WOW< huge difference in the power. it was like night and day over the APR.. so i bought Uni for the TDI and it was much stronger then the GIAC was.. so i recommend atleast UNI or Eurodyne over GIAC..


----------



## M this 1! (May 17, 2000)

*Re: (storx)*

doesn't sound like you worked with Giac USA on this one. not sure what the installers do in Korea, but typically the tuners who sell Giac in the states help out. but of course, each tuning shop is its own owner that happens to sell Giac. sucks you had that experience w/ a lame shop.


----------



## storx (Dec 6, 2006)

the seller and shop was in USA.. in North Carolina.. in Raleigh. I even called the 1800 number on there site for help.. for them to tell me to go to my local Giac tuner to seek help.. i was tossed around so much.. i said **** it and called a lawyer


----------



## bvgoosedd (Mar 5, 2009)

that shop must have closed down cause i live in the raleigh area and i don't think ive seen Giac. just revo uni and apr


----------



## Neb (Jan 25, 2005)

*Re: (bvgoosedd)*

I think I'll go with Eurodyne on this one, they're local and I've never heard a bad thing about them.


----------



## storx (Dec 6, 2006)

*Re: (bvgoosedd)*

it was a german shop called VAG near the international airport.. im not from there.. i drove up from New Bern, NC when i had it all done..and ADAM from unitronics drove up from Atlanta Georgia.. and helped me out.. i let him stay overnight and gave him lots of beer for payment since he didnt want anything els.e.

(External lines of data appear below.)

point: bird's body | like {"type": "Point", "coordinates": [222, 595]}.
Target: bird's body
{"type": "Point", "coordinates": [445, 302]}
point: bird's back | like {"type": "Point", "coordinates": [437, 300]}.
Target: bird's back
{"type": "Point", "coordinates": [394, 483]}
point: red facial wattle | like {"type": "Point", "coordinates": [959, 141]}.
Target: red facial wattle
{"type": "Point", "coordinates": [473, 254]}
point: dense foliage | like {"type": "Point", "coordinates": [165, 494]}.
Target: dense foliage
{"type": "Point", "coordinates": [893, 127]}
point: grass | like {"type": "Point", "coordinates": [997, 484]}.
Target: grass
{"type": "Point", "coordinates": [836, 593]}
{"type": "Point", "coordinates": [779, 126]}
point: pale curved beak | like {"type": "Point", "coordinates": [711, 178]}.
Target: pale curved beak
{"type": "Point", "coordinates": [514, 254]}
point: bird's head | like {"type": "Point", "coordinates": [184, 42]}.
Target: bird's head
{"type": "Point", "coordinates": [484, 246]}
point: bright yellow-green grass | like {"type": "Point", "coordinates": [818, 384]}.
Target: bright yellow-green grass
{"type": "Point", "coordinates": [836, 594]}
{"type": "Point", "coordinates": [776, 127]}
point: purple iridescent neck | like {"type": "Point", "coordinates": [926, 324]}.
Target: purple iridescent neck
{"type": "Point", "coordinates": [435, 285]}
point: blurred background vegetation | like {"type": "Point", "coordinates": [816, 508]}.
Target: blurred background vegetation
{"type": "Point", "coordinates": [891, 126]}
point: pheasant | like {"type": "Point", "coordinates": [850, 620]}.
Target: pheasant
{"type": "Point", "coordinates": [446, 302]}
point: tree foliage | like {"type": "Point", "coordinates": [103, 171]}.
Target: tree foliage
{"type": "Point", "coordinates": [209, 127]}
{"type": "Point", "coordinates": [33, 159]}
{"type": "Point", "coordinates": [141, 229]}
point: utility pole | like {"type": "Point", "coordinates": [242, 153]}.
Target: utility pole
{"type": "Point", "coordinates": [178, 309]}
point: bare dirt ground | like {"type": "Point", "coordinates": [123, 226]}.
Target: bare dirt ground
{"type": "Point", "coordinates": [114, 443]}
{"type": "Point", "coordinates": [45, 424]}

_Modified by storx at 7:04 PM 3-19-2010_


_Modified by storx at 10:25 AM 3-20-2010_


----------



## l88m22vette (Mar 2, 2006)

*Re: (storx)*

Any word from Adam? He went from big influence to MIA - I assumed the Cubans had gotten him in Florida








(PS: If you're listening Adam please prove me otherwise







)


----------



## storx (Dec 6, 2006)

last time me and him talked on AIM.. he was back in school taking like 20 credit hours a semester.. and looking to get married and settle down with his girll so i have no clue..


----------